Monday, 28 September 2015

Fieldwork: Displays

My fieldwork centers around male courtship displays and their variability. Only males that have finished their moult, i.e. only males that are "fully" blue, display. I've been even told that there have been males that started displaying immediately after they shook off their last brown head feathers.

grWM after a moult - fully blue.

Males display to their social partners, but they will also travel to other territories in order to display to females resident on those territories. Displays are a form of an advertisement - they never result in immediate copulation, but males can promote themselves and maybe, just maybe, the females will be impressed enough to choose them as their extra-pair partner during one of their forays.

While displaying male attempts to hide his brown wings and belly from female's view - he tucks those parts under the black feathers. Black creates the perfect background for the iridescent blue of the head and cheeks. Male then raises and fans the blue feathers - his head looks a bit odd during the display, as if it were flattened. Makes me think about cartoon cats squished by pianos.

GnwG displaying - isn't he handsome?
Nice view of the fanned and flattened blue feathers.

Males often chase the females, either in addition to the display or sometimes instead of it. I think the reaction of the female and that of the resident male plays a role here - maybe if the male can't display "in peace" he chooses to chase? It could also be that less experienced males chase more - we are not sure at the moment. One thing I do know is that those chases can be really intense and take IDing of the birds to a whole new level. Dear fairy-wrens, please stop the chasing and display gallantly.

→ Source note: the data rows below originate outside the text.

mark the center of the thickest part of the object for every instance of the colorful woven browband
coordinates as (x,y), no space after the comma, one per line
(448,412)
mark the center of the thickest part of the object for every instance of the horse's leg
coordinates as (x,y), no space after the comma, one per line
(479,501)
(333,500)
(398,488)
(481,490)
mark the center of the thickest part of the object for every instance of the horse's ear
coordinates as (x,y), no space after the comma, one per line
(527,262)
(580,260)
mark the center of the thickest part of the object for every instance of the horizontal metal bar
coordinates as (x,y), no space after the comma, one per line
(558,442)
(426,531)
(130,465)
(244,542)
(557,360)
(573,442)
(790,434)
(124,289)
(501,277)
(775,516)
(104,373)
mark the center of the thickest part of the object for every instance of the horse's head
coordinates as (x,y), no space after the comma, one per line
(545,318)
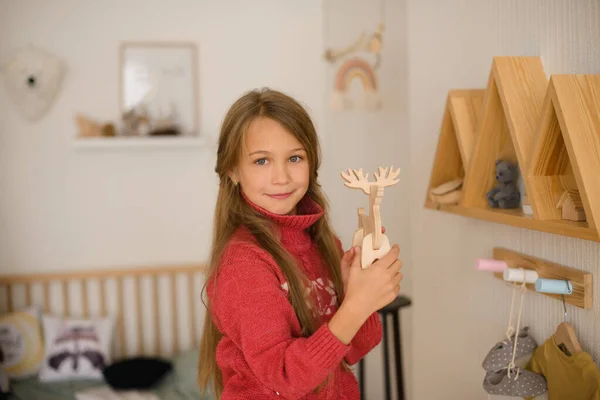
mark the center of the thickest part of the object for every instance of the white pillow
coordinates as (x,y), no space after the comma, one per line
(21,343)
(76,348)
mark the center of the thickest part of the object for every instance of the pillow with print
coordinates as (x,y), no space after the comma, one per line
(21,343)
(75,348)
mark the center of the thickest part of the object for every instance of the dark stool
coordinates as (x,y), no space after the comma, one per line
(394,309)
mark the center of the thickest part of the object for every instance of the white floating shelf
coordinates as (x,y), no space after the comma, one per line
(155,142)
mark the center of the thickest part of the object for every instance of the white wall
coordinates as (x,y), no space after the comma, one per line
(367,140)
(459,314)
(65,208)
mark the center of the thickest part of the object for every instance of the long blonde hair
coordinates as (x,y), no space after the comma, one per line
(232,212)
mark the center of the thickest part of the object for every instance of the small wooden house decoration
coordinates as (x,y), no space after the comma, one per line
(572,206)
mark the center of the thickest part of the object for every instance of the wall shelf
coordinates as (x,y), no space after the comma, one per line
(548,127)
(565,155)
(457,137)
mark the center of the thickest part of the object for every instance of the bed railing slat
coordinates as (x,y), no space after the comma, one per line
(121,302)
(140,321)
(157,335)
(65,289)
(84,299)
(191,309)
(9,303)
(174,312)
(28,294)
(60,298)
(102,299)
(47,297)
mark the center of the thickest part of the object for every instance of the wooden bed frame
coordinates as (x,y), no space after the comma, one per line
(135,297)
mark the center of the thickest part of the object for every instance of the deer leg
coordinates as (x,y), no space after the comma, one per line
(369,254)
(361,217)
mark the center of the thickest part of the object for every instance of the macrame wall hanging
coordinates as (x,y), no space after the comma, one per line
(33,78)
(359,61)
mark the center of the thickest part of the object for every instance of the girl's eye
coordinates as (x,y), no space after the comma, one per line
(260,161)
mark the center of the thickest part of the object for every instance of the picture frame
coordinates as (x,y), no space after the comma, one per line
(159,88)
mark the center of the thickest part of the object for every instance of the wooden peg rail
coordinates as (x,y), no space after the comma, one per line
(581,281)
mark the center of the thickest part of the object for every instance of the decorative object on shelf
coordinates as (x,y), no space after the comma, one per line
(360,69)
(369,236)
(506,193)
(89,128)
(33,78)
(159,94)
(571,206)
(357,61)
(510,111)
(565,155)
(447,193)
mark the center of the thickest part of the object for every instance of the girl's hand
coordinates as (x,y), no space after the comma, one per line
(369,290)
(347,261)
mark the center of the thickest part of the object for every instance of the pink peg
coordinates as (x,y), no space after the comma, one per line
(482,264)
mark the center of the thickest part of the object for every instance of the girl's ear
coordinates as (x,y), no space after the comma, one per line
(233,175)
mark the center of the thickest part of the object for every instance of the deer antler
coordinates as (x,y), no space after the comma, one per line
(384,179)
(357,180)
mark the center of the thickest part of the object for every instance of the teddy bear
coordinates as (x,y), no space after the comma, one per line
(506,193)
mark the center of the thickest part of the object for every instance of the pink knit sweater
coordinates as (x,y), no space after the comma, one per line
(262,354)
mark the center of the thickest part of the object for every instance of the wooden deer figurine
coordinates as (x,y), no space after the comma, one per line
(373,243)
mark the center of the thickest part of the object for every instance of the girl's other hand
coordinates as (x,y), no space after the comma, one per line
(369,290)
(347,261)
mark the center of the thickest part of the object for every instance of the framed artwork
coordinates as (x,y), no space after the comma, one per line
(159,88)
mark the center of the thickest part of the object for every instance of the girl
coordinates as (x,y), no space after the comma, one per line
(287,312)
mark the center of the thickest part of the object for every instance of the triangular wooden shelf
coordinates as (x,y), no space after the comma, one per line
(566,154)
(550,130)
(457,135)
(511,109)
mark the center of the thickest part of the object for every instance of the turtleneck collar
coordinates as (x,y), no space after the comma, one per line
(293,228)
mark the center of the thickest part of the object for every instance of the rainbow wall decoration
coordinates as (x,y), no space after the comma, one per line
(355,68)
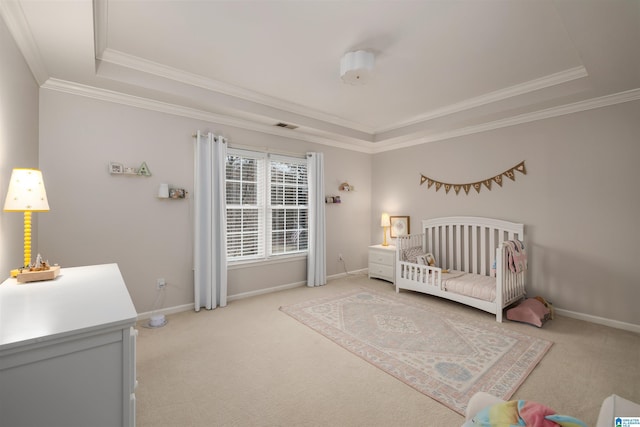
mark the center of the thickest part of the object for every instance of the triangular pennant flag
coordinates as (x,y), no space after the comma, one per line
(510,174)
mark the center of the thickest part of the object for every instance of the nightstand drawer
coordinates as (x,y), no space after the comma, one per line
(382,271)
(378,257)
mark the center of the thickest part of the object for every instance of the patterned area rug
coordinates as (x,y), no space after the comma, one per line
(443,356)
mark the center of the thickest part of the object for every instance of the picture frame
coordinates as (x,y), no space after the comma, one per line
(116,168)
(400,226)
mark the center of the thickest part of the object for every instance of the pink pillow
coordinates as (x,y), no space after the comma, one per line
(529,311)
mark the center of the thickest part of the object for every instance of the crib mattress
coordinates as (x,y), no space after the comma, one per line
(472,285)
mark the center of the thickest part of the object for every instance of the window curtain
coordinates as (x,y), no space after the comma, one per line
(317,256)
(210,222)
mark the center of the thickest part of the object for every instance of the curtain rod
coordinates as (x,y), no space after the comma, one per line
(260,149)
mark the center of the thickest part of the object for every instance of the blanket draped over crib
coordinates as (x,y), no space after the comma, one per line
(516,256)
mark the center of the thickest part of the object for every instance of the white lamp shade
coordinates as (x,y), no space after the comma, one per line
(385,221)
(26,192)
(356,67)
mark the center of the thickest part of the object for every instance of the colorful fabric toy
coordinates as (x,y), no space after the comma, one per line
(517,413)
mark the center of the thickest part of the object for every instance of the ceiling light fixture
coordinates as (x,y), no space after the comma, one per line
(356,67)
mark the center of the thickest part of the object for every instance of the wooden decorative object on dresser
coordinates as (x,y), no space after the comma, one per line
(67,350)
(382,262)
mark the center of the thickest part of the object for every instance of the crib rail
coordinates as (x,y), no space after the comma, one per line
(466,243)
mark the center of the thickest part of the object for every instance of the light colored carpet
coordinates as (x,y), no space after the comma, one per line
(249,364)
(449,358)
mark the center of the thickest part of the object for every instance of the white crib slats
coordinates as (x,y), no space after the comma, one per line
(483,251)
(473,241)
(451,248)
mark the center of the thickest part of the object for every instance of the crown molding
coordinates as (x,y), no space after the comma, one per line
(177,110)
(496,96)
(576,107)
(346,144)
(145,66)
(13,16)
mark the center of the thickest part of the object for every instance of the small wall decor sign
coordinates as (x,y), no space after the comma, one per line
(509,173)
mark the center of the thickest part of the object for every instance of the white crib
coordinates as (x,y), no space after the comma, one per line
(466,246)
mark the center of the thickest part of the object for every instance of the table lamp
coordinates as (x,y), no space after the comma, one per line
(26,194)
(385,222)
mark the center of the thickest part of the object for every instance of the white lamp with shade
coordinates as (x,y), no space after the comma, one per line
(26,194)
(385,222)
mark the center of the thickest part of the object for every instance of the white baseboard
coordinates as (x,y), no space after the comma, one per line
(599,320)
(567,313)
(187,307)
(165,311)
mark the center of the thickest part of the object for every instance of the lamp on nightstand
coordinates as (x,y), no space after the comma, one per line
(26,194)
(385,222)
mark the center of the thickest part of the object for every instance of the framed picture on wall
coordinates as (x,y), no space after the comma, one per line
(399,226)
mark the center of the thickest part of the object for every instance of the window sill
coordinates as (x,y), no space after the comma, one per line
(234,265)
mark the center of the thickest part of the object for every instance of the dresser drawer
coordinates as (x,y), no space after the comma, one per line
(382,271)
(379,257)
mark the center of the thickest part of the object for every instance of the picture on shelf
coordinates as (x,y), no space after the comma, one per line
(399,226)
(177,193)
(116,168)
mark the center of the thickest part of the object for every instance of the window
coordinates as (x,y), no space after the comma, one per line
(267,205)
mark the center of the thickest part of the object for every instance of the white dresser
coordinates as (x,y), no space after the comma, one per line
(382,262)
(67,350)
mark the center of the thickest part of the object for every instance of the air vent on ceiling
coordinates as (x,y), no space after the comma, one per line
(286,125)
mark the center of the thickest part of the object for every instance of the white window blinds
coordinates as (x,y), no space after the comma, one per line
(267,205)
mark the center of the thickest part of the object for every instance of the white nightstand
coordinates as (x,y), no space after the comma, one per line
(382,262)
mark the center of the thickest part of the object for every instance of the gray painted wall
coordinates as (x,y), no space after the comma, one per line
(99,218)
(18,144)
(579,200)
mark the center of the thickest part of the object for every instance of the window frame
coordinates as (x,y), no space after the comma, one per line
(265,211)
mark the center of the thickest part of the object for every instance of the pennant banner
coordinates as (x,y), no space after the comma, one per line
(509,173)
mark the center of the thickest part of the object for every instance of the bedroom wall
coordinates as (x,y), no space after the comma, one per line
(579,200)
(18,143)
(99,218)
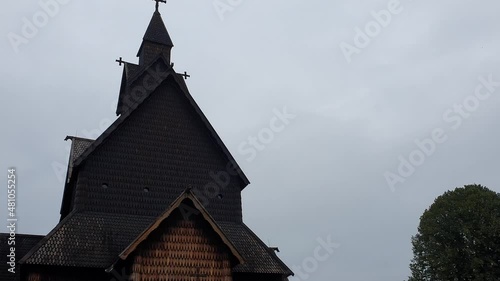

In a small proportion of displays males carry yellow petals or small yellow flowers. This makes the male very easy to spot - I guess getting attention is exactly what he wants! It also looks unbelievably cute. I'm still trying to get a good photo of this, but since it's fairly rare and the wrens are hard to photograph as it is I'm not doing so great. My best one so far is below and you can just about see the yellow flower... It's really there, I swear!

GnwG with a yellow flower in his beak.

Another interesting aspect of the display is the "seahorse" flight. Again, it doesn't happen all the time, probably because it is energetically costly. I watched a few males do it and they only manage it for a short distance after which they land in a bush and pant with their beaks open, poor little fellas. The nature of this flight is hard to explain, but the name makes perfect sense if you see a fairy-wren do it - they really look like seahorses!

Let me try to describe it. A male attempting the seahorse flight flies in a straight line bobbing up and down, undulating, changing his body position from horizontal to vertical and back. The female would be able to see the back of the male, so he tucks in all the brown feathers, exposing only the black and blue to her. While in vertical position the tail is pointing downward and the bird looks hunched up. The shape and the undulations make them look like seahorses. It is an odd and awkward sight, it doesn't look like something a bird is meant to do. I have never seen a photo of the seahorse... I might try drawing a sketch if I see the flight a few more times.